When it comes down to brass tacks, the Occupy solutions call for more unconstitutional government regulations … not less.
It’s gotten to the point where neither Democrats nor Republicans, neither Occupy brats nor Wall Street executives, will admit the depths to which our government has departed from the original, streamlined, minimal role it was supposed to play.
Occupiers blame government corruption on corporate and wealthy elites. In their psychedelic worldview, the poverty-stricken (but progressive) politicians are being seduced by the evil banksters. The reality is the reverse. Politicians have unconstitutionally created legislative loopholes, sweetheart deals, backroom agreements, defacto monopolies and other shady arrangements. If we returned to the limited government envisioned by the founders, within a short time these abuses would correct themselves. After all, there’s no point in bribing someone to do something they can’t do.
Remember, bankers and corporations cannot hold a gun to my head and force me to comply with their wishes. The government can, and does. (Health care, anyone?)
The government is doing its best to ensure future generations of useful idiots (such as the Occupy crowd) by instigating such farces as Common Core, which informs sixth graders that the Bill of Rights is “outdated and may not remain in its current form any longer,” and encourages children to “prioritize, revise, prune two and add two” amendments to the original document.
This is what happens with government schools (government again!). Frankly, any time Washington gets involved in private affairs such as education, health care, welfare, corporate assistance, etc., the result is corruption, monopolies and manipulations on an unimaginable scale.

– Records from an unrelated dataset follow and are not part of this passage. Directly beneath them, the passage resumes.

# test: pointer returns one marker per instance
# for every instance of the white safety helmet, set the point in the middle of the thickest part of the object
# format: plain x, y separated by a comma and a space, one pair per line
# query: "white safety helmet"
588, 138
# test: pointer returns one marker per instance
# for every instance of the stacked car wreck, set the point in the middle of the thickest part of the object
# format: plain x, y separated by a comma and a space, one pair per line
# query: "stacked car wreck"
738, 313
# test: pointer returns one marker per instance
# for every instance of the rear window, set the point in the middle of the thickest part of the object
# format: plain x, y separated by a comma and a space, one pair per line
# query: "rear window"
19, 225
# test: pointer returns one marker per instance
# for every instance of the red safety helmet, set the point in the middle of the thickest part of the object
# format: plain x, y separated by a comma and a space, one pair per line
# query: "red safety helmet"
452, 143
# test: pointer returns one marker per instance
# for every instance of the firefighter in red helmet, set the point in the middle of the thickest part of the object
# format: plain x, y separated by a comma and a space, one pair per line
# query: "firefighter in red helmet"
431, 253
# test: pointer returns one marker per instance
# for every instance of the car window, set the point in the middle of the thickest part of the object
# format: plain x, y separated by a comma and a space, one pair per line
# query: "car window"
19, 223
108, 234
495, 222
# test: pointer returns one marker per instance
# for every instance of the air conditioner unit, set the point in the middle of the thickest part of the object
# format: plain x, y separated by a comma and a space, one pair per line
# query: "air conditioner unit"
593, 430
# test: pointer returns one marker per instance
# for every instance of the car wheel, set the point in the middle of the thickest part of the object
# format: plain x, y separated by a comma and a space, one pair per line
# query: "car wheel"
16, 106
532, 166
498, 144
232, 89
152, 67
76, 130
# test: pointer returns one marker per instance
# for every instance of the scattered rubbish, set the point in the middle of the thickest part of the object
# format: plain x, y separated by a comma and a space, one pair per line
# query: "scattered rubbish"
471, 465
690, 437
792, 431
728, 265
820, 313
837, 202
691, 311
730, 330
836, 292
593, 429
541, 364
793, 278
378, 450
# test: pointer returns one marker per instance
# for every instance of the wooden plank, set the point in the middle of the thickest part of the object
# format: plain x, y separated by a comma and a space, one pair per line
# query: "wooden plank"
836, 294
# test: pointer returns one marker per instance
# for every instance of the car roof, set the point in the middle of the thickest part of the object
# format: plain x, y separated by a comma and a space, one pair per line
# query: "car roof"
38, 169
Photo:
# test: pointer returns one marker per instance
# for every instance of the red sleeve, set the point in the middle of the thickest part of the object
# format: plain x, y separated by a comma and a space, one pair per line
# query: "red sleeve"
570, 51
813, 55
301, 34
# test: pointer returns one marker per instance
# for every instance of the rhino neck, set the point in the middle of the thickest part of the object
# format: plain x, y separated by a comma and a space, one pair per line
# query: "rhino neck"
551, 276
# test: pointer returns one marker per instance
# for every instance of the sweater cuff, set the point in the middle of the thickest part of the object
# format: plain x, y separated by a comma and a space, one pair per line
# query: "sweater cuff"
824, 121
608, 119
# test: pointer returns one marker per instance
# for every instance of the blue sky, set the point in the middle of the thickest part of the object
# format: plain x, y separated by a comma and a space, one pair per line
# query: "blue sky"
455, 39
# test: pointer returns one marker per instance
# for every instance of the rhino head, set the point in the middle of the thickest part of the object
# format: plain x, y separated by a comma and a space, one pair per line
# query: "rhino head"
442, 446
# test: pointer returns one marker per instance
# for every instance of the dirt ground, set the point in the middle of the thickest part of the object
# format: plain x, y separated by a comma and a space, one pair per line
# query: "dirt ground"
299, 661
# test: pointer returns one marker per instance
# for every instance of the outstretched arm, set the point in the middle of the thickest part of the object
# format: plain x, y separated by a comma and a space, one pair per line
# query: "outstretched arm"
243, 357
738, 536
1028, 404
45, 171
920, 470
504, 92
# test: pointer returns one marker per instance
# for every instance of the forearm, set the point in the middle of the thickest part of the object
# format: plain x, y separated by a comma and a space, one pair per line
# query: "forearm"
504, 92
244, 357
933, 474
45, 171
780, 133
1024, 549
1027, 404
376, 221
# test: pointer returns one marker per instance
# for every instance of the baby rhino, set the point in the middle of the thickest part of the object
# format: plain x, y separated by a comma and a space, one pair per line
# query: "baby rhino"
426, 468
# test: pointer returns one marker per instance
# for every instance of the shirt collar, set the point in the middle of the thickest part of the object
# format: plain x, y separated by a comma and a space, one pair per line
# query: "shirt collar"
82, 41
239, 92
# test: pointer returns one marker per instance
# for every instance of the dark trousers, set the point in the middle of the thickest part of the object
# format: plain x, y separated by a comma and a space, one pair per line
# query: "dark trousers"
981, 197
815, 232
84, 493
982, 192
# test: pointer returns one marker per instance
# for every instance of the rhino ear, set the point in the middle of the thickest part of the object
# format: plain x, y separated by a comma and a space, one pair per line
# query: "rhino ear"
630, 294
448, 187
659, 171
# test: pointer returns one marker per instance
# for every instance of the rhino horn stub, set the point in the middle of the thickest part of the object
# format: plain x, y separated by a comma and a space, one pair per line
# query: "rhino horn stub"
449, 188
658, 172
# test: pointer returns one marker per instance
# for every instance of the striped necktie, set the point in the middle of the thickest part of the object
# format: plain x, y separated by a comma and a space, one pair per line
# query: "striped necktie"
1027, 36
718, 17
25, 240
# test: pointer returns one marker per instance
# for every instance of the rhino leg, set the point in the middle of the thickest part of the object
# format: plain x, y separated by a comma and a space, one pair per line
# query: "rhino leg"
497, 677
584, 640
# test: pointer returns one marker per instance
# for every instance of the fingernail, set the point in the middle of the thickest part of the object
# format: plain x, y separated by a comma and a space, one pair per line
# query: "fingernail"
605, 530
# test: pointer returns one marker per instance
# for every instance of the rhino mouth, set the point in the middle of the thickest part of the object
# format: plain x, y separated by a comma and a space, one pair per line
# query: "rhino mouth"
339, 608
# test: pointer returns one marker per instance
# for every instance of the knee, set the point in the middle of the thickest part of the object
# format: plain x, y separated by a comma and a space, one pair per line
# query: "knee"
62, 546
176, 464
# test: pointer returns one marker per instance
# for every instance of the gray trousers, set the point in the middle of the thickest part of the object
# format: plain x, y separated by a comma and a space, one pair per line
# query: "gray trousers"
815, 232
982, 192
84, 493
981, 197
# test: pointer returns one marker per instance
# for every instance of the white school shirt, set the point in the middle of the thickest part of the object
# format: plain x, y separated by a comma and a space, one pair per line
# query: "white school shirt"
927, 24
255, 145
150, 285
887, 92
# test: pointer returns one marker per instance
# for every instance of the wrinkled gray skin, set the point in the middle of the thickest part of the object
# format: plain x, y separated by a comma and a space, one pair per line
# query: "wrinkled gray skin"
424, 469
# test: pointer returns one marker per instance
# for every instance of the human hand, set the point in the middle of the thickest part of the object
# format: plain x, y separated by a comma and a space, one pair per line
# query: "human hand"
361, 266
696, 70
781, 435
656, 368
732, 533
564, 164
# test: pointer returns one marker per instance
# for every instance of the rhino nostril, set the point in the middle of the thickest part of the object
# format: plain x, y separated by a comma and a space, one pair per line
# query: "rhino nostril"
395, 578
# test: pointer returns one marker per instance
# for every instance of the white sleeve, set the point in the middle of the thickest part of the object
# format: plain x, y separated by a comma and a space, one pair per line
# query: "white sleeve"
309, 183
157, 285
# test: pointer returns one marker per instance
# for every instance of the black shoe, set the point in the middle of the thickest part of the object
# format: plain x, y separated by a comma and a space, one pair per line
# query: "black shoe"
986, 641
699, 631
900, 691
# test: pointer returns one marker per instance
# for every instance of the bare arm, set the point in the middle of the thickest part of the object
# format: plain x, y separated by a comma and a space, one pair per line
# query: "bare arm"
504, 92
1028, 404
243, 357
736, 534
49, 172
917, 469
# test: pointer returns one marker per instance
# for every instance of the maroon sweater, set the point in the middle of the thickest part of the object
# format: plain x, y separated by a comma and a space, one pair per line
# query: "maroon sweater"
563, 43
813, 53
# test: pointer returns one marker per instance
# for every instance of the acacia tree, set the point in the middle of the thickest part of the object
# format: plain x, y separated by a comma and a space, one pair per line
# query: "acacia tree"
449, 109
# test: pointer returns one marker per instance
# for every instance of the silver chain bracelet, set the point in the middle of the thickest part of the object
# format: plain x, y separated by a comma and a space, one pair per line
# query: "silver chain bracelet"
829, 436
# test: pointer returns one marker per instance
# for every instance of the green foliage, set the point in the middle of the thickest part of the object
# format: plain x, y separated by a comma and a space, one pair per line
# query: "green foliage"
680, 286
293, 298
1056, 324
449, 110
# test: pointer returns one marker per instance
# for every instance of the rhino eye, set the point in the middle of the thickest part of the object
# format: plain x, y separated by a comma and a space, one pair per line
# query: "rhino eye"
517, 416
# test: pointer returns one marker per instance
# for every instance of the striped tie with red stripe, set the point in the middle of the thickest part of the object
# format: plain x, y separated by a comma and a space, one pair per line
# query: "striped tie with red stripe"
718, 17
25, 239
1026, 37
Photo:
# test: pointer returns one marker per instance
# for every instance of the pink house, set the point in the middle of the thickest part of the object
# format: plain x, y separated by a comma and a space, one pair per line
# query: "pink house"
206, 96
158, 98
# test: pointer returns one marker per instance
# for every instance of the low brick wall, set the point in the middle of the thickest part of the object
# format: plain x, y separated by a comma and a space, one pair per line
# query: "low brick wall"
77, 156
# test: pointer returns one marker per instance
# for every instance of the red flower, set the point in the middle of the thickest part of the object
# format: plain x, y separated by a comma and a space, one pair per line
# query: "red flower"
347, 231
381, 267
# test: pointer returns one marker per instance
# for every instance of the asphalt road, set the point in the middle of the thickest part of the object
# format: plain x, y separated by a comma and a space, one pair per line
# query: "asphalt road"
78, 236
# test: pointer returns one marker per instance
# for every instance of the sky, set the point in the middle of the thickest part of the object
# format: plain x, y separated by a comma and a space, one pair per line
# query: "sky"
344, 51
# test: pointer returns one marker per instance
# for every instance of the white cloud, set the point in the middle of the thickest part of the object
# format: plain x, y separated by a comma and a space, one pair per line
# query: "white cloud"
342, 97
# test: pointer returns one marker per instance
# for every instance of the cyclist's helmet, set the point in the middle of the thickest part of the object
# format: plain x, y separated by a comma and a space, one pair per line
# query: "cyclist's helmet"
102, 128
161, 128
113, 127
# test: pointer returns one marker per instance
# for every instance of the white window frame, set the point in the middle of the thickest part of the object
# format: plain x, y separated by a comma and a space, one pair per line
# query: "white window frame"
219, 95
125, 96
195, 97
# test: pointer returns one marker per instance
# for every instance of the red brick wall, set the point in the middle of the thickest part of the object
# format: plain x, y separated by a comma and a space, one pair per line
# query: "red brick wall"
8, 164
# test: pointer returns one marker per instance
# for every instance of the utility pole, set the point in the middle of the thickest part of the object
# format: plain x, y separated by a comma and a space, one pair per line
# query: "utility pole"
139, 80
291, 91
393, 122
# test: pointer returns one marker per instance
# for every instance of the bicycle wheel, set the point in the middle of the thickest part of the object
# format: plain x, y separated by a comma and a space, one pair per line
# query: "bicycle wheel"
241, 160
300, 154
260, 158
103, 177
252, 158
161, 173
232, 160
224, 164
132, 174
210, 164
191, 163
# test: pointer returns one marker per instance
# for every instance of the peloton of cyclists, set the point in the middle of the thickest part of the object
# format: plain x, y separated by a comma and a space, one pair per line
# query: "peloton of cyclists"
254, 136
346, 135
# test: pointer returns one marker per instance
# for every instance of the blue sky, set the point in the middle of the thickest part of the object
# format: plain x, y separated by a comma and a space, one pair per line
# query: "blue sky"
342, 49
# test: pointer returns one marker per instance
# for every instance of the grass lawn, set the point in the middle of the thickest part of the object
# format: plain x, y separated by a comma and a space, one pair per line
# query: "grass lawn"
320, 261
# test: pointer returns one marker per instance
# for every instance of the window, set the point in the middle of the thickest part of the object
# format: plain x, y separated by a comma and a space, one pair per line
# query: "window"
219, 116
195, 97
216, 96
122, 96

In short, if the Occupy protesters want the wealth in this nation to be redistributed more “equitably” (or any other social justice claptrap) by increasing the power of government and placing morechains on the individual, then they’re just as evil and mistaken as the banks and politicians they claim to protest.
Now remember what the Occupy crowd was like two years ago. They had to be booted from public places because the garbage and human waste was so bad. Disease spread. Rapes were reported. They weren’t another Woodstock; they were a laughing stock.
And above all, the Occupiers didn’t understand the ideals they purported to endorse. They stuttered and hemmed and hawed and demanded the usual progressive cadre of unrealistic and unconstitutional twaddle (all of which are proven historic failures) and then applauded their own eloquence. After all, “Every liberal idea is so good that it has to be mandatory and enforced at gunpoint; just ask a left-winger and he’ll tell you so,” noted Phil Elmore.
The difference with the Occupy crowd versus the capitalists they profess to hate is the Occupiers want equal outcome, not equal opportunity (which already exists). They want money and health care and housing and a college education, but they don’t want to work for it. They want the government to “do” stuff for them or “give” stuff to them, whereas capitalists want the government to get out of the way so they can get stuff done themselves.
If the Occupy crowd really wants to work toward reform, they should work toward reducing the size of government and re-establishing free-market capitalism. We need government interference out of businesses, out of education, out of medicine, out of health insurance and out of everything not specified in the Constitution.
There is no other way America can survive. Occupy that.